In 2007 a person with the handle “ArtifexAmando” visited this forum for a single thread. I’m sorry Artifex did not return: s/he left us with hope that we might one day have a Swedish word for “eggcorn.” In addition, the eggcorn discussed in ArtifexAmando’s post was one of the best ones we have seen:“infinitesmall” for “infinitesimal.”

When you stop to think about it, “infinitesimal” is a curious word to describe something extremely small. It is built from the word “infinite,” whose meaning points us in the opposite direction, sizewise. In the OED’s first citation for the word (from the 1650s), “infinitesimal” refers to the infiniteth ordinal number, so at the beginning of the word’s career, at least, semantics and etymology were in harmony.
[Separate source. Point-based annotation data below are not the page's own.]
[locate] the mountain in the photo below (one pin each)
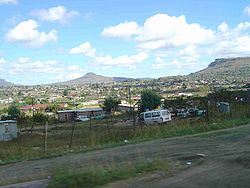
(93, 78)
(5, 83)
(226, 69)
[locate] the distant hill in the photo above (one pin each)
(93, 78)
(226, 69)
(5, 83)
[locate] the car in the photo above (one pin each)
(82, 118)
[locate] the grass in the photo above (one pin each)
(97, 176)
(30, 146)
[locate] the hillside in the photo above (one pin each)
(5, 83)
(226, 69)
(93, 78)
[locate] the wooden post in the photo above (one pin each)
(46, 137)
(72, 132)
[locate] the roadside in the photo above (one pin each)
(227, 150)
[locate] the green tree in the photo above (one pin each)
(149, 100)
(40, 118)
(65, 92)
(14, 111)
(110, 103)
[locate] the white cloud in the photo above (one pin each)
(73, 76)
(161, 31)
(8, 1)
(2, 61)
(85, 49)
(223, 27)
(74, 67)
(26, 65)
(123, 30)
(247, 10)
(123, 60)
(26, 32)
(55, 14)
(107, 60)
(164, 31)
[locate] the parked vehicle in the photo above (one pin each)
(155, 116)
(82, 118)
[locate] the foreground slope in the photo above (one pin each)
(227, 161)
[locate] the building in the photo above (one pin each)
(8, 130)
(224, 107)
(71, 115)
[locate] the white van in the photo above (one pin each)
(155, 116)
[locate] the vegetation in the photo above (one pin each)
(110, 103)
(149, 100)
(14, 111)
(31, 146)
(102, 175)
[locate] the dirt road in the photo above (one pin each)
(227, 161)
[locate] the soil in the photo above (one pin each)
(215, 159)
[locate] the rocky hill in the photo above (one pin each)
(226, 68)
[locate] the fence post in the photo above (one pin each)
(46, 137)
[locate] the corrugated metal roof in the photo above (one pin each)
(81, 110)
(8, 121)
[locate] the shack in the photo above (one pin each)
(224, 107)
(8, 130)
(71, 115)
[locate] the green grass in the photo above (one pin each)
(30, 146)
(97, 176)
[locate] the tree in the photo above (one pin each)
(14, 111)
(149, 100)
(65, 92)
(110, 103)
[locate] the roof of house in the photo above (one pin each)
(8, 121)
(81, 110)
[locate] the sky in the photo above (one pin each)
(57, 40)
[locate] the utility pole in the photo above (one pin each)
(46, 137)
(32, 126)
(73, 127)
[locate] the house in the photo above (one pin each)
(8, 130)
(224, 107)
(71, 115)
(36, 107)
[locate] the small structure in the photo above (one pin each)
(71, 115)
(224, 107)
(8, 130)
(127, 107)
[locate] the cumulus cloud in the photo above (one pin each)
(55, 14)
(107, 60)
(247, 10)
(123, 30)
(85, 49)
(26, 32)
(8, 1)
(161, 31)
(123, 60)
(2, 61)
(25, 65)
(73, 76)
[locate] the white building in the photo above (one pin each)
(8, 130)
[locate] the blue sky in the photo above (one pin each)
(51, 41)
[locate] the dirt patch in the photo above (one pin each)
(226, 163)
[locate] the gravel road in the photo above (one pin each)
(226, 162)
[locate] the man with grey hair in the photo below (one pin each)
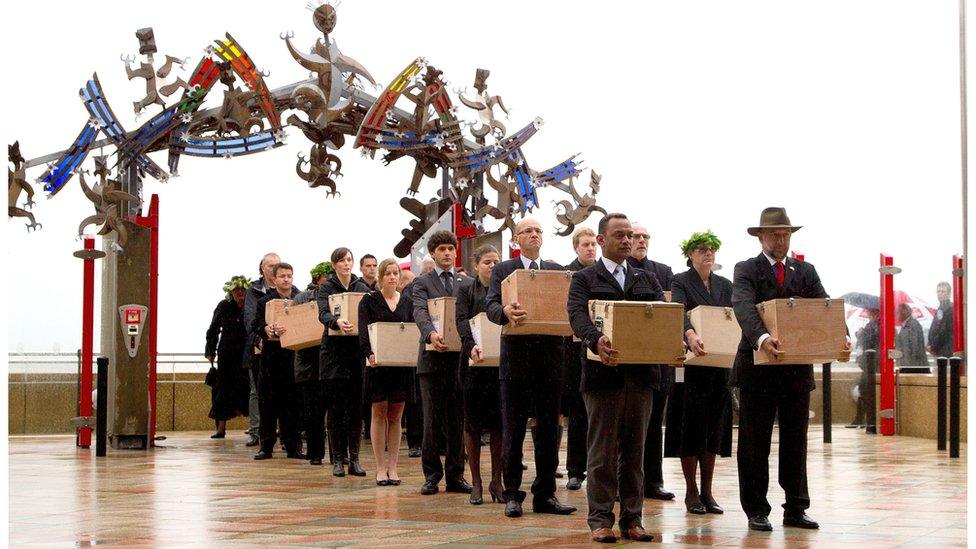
(254, 294)
(940, 332)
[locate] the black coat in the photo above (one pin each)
(226, 335)
(429, 286)
(940, 332)
(664, 276)
(273, 355)
(755, 282)
(518, 353)
(307, 360)
(595, 282)
(340, 354)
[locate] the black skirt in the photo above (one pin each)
(393, 384)
(482, 402)
(699, 415)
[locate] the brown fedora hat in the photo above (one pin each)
(773, 218)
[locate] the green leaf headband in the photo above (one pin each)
(697, 240)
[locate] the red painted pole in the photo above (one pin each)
(958, 307)
(87, 336)
(887, 344)
(151, 221)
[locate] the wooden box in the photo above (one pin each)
(346, 307)
(302, 326)
(488, 336)
(810, 331)
(544, 296)
(394, 343)
(642, 332)
(442, 314)
(719, 331)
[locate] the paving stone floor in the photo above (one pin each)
(867, 491)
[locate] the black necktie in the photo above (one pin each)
(448, 282)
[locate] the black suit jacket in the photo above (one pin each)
(518, 353)
(595, 282)
(428, 286)
(753, 283)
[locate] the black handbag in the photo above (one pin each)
(211, 378)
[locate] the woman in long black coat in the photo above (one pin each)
(482, 411)
(341, 369)
(699, 423)
(225, 343)
(387, 389)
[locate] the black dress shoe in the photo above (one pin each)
(801, 521)
(658, 493)
(513, 509)
(760, 523)
(458, 485)
(695, 507)
(552, 507)
(355, 469)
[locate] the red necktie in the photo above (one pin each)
(780, 272)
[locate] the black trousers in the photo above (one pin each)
(345, 417)
(443, 411)
(313, 399)
(277, 399)
(541, 396)
(413, 417)
(576, 438)
(653, 446)
(757, 411)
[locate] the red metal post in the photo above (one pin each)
(958, 307)
(886, 345)
(151, 222)
(83, 438)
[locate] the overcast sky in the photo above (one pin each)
(697, 114)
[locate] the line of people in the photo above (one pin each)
(615, 414)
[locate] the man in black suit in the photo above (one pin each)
(571, 402)
(653, 447)
(768, 392)
(440, 386)
(529, 375)
(618, 399)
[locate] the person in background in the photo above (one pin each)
(307, 376)
(699, 422)
(387, 388)
(276, 373)
(653, 450)
(341, 369)
(909, 339)
(254, 294)
(225, 342)
(573, 408)
(481, 409)
(941, 334)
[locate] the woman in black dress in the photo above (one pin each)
(225, 342)
(482, 410)
(700, 422)
(387, 388)
(341, 369)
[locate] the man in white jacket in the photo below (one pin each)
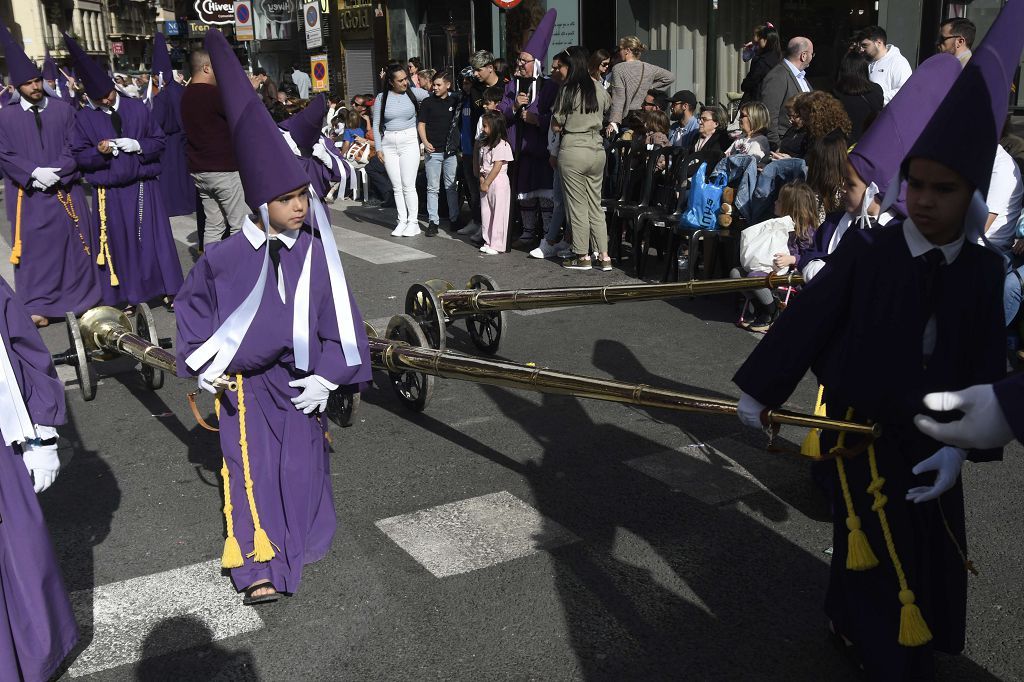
(889, 68)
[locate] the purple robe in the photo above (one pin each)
(290, 463)
(859, 327)
(37, 626)
(175, 182)
(534, 172)
(143, 254)
(55, 273)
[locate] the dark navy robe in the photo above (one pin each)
(859, 327)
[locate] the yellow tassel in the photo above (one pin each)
(262, 546)
(812, 442)
(912, 629)
(15, 252)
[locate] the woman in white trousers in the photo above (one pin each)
(395, 112)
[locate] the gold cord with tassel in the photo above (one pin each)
(103, 258)
(15, 252)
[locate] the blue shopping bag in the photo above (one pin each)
(705, 200)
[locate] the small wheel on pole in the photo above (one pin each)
(341, 408)
(423, 305)
(486, 329)
(413, 388)
(145, 327)
(79, 358)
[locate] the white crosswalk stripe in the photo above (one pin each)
(124, 613)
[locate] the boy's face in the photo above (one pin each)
(937, 199)
(289, 211)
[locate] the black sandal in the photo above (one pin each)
(250, 600)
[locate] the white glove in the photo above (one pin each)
(42, 463)
(750, 412)
(321, 153)
(946, 463)
(44, 177)
(983, 424)
(127, 144)
(314, 393)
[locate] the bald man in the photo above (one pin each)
(787, 78)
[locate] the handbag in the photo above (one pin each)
(704, 201)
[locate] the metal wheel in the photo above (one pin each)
(341, 408)
(423, 305)
(79, 358)
(486, 329)
(413, 388)
(145, 327)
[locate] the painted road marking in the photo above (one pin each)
(125, 613)
(478, 533)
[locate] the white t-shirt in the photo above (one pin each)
(1005, 194)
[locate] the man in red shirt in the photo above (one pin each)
(211, 159)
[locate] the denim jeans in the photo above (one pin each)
(436, 164)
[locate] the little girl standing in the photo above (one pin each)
(495, 189)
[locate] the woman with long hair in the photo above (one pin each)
(767, 52)
(861, 98)
(579, 115)
(398, 143)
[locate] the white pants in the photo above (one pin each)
(401, 159)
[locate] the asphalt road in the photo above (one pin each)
(499, 535)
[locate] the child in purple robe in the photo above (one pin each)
(886, 322)
(37, 626)
(50, 221)
(118, 145)
(270, 308)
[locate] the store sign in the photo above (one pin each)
(318, 73)
(311, 18)
(244, 20)
(215, 13)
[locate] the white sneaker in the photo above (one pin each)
(545, 250)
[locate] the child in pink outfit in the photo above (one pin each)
(495, 189)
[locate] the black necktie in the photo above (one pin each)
(116, 120)
(275, 246)
(39, 122)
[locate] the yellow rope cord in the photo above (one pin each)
(15, 253)
(912, 629)
(103, 258)
(859, 555)
(262, 547)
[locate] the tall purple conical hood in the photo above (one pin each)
(538, 44)
(878, 156)
(19, 67)
(305, 125)
(162, 58)
(266, 165)
(966, 128)
(97, 83)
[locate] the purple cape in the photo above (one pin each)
(144, 257)
(291, 472)
(175, 182)
(37, 626)
(55, 274)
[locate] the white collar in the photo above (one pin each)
(26, 104)
(919, 244)
(256, 236)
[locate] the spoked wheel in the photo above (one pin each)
(341, 408)
(413, 388)
(424, 306)
(79, 358)
(145, 327)
(485, 329)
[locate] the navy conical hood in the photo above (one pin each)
(266, 165)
But in the writings of mathematicians the word soon became associated with abstruse discussions about the reciprocals of the ordinals, the fractions of one with increasingly large denominators (1/2, 1/3, 1/4, 1/5…1/1001, etc). As the denominator gets larger the value of the fraction gets smaller. This context became the basis for a metaphorical extension of the word into its current meaning: to be infinitesimal is to be minute, insignificant, immeasurably tiny.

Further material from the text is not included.